PARNELLI JONES, The Man Being Honored At This Year — s Legends of Riverside III at the Riverside International Automotive Museum, was one of the most versatile drivers in the history of motor sports.
He won races in sprint cars and midgets, sports cars and off-road vehicles, and Indy cars and NASCAR stock cars. And he put that versatility on display many times at Riverside International Raceway, where his victories included the 1964 Los Angeles Times Grand Prix at the wheel of a Cooper-Monaco T61-Ford for Carroll Shelby, the 1967 NASCAR Motor Trend 500 in a Wood Brothers’ Mercury, and the 1970 SCCA Trans-Am in a Ford Mustang for Bud Moore.
“Winning the Trans-Am race there was one of the races that would highlight my career,” he said. “I had quick time and I was leading the race and came up to lap some back markers. Two of them tangled as I was going by and nailed me and knocked me the off course before turn 9. I went down behind Turn 9 and turned around and came back on, with a pucker bush hanging off it I guess.
“After that the spoiler didn’t want to turn so I kept hitting the berm in Turn 2 and actually had the right side of the car off the ground hoping it would make it turn and I came back and won the race. It was one where I gave it everything I had because I didn’t figure it would ever finish, it was vibrating and everything else. I caught George (Follmer), my teammate, and he missed a shift and I got by him and won the race.
“We also cinched the championship, too, with Ford.”
Jones, who also was a successful businessman and car owner, said “Riverside played a great part in my career, and for them (Legends of Riverside) to honor me for my record there is really an honor.”
Jones’s name surprisingly is missing from the results of the Indy car races at RIR, but with good reason.
“I quit running open cockpit cars after the ‘67 Indy 500, when I drove the turbine car,” he said, “and they (RIR) never really ran any Indy cars before that. We ran our cars as a car owner (with Vel Miletich) out there, but at that point I‘d quit running open cockpit cars.
“What happened is … You know the story with the turbine car. I was leading the race with three laps to go and the car quit. Well, right before it quit I was thinking winning again wasn’t going to be that great and maybe I should think about not running open cockpit cars, because they are dangerous. I didn’t retire. I just decided I’d run everything after that with closed cockpit cars.”
Jones was at RIR for the track’s opening weekend in 1958, running the sprint car and midget races on Friday night and the stock car race the next day. He had a hand in changing some of the topography of the track, too.
That happened when he and close friend and off-road racing legend Walker Evans were helping the late Mickey Thompson lay out a course for the SCORE Off-Road World Championships.

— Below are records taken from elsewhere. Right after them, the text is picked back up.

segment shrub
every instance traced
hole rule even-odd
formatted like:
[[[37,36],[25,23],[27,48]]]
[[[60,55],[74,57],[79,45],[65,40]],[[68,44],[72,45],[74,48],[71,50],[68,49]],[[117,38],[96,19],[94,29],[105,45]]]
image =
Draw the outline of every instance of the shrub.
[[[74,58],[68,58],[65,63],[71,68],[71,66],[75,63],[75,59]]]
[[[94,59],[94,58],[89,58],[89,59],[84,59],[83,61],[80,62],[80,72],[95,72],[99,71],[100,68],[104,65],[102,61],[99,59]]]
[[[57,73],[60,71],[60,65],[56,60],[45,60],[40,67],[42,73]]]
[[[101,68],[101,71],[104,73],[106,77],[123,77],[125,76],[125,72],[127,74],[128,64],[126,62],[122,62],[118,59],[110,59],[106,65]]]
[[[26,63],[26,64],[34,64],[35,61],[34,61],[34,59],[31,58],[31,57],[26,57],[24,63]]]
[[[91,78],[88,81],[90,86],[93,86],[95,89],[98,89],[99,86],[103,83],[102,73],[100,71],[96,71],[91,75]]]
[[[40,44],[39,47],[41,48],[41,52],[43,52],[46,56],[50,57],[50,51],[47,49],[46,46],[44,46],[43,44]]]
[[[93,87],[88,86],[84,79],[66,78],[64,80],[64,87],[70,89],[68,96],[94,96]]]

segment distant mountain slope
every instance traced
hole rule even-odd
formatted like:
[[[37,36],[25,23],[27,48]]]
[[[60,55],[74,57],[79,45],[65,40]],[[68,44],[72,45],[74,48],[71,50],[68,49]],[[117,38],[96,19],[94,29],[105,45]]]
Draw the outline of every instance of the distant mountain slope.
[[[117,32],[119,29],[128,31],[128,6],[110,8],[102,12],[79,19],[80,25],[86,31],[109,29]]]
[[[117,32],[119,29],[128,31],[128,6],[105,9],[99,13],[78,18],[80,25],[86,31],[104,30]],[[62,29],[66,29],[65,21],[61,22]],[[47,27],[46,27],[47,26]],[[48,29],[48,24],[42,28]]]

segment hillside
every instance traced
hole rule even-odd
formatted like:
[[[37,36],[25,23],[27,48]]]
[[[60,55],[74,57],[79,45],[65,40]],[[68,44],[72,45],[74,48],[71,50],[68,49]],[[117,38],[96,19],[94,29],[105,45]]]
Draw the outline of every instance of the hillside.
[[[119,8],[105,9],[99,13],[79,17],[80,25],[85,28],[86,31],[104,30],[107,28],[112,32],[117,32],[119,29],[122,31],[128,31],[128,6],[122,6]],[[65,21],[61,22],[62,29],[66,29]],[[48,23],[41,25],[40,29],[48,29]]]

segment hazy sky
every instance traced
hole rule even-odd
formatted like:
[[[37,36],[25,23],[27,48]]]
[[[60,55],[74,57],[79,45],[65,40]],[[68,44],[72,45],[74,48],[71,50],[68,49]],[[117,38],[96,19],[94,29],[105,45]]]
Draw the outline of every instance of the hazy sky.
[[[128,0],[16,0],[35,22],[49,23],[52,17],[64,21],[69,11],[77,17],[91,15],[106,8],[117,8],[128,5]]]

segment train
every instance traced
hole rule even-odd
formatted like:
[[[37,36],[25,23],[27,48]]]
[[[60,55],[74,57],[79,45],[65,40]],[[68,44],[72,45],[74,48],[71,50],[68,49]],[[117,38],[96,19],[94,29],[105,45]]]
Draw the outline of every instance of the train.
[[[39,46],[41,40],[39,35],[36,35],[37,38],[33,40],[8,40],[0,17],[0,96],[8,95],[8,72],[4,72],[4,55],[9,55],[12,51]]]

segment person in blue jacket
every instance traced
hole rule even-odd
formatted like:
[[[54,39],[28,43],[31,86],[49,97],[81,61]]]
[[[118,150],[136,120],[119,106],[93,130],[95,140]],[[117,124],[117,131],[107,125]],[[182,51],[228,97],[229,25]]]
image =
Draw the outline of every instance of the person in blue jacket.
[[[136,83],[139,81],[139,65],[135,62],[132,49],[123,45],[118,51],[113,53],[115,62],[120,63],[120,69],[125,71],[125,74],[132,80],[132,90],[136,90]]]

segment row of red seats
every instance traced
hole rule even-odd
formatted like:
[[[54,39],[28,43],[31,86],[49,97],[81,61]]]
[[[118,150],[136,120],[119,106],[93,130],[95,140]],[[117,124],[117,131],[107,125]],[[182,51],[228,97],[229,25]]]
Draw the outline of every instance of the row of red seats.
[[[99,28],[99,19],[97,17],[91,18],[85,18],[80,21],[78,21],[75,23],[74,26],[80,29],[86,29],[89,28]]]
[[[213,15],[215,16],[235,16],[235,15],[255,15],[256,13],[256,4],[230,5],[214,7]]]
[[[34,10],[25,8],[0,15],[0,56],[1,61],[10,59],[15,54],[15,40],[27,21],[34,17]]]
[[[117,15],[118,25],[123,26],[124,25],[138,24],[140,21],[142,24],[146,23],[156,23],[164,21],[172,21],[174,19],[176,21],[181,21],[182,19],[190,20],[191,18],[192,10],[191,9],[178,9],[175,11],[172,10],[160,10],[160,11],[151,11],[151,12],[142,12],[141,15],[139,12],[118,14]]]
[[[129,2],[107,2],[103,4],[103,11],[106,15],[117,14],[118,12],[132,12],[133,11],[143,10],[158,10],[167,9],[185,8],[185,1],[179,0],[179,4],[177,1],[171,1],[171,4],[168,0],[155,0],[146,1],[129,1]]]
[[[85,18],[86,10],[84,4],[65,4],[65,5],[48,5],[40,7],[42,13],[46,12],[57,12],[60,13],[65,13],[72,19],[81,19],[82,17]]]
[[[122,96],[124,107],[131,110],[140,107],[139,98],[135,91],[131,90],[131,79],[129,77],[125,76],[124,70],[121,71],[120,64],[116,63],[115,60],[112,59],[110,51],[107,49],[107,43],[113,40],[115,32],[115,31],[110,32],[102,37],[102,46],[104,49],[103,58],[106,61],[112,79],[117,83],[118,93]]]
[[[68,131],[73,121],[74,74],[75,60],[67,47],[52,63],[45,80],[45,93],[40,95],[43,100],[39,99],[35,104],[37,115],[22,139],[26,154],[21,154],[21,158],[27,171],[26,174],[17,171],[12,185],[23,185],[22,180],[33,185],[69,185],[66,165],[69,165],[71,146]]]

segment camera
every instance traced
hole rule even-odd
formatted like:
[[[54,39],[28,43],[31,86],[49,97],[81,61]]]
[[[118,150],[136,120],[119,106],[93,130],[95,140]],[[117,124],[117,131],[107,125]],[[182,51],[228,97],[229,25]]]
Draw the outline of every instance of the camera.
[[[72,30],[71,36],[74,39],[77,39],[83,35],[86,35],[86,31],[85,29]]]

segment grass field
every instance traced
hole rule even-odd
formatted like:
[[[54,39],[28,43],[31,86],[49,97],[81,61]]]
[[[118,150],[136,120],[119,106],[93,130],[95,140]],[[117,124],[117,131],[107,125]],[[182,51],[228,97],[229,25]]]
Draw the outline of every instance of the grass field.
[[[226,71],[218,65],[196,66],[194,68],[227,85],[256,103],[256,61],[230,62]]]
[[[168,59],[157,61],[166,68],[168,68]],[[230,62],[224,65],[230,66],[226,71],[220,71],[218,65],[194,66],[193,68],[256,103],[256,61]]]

Evans recalled that after trying out various standard sections of the course they decided to take their V8-powered race trucks onto the slope of ground that ran along the inside of the esses from Turn 3 to Turn 6. The result, Evans said, was that ice plant was flying everywhere – without the knowledge or permission of the late Les Richter, RIR’s president – and what became known as Thompson’s Ridge was created.
“This is a great honor,” Jones said of the March 25-27 Legends get-together. “Riverside played a great part in my career and for them to recognize me for my record there really is an honor.”
Dan Gurney, the original honoree, and Carroll Shelby, who was feted last year, will be at the Riverside International Automotive Museum to share in the celebration with their friend and sometimes rival. They’ll be joined by three-time Indianapolis 500 winner Bobby Unser, NASCAR Hall of Fame selection Bobby Allison and an honor roll of drivers who list racing at RIR among their career highlights.
In addition, the entire event is conducted in the museum showroom where a spectacular collection of meticulously-restored race cars is on display.
The Legends of Riverside is open to the public, but only 150 tickets will be sold. Those tickets, priced at $199 and good for all three days, may be purchased on the Internet, at www.LegendsOfRiverside.com, or by mail to the Riverside International Automotive Museum, 815 Marlborough Avenue, Suite 200, Riverside, Ca., 92507.
The event will get under way at 1 p.m. Friday, March 25, with a filmed tribute to the late Jim Clark, a Formula One and Indianapolis 500 winner. That evening there will be a 6:30 p.m. buffet dinner and a preview showing of the documentary film “Godspeed,” which chronicles the remarkable recovery of Parnelli and Judy Jones’s son, Page, from a near-fatal brain injury suffered in a sprint car racing accident at Rossburg, Ohio, on Sept. 25, 1994.
Both Page Jones and film maker Mary Leonard will be in attendance that night and the Page Jones Foundation will be one of the beneficiaries of the silent and live auctions of motor sports memorabilia conducted during the weekend.
Saturday’s program includes guest introductions and a medal ceremony, a look at “100 Years of Indy” through films and a panel discussion, and the gala tribute dinner for Parnelli Jones at 6:30 p.m. The celebration will conclude Sunday with a continental breakfast, a look at Racing Corvettes through films and discussion, and lunch.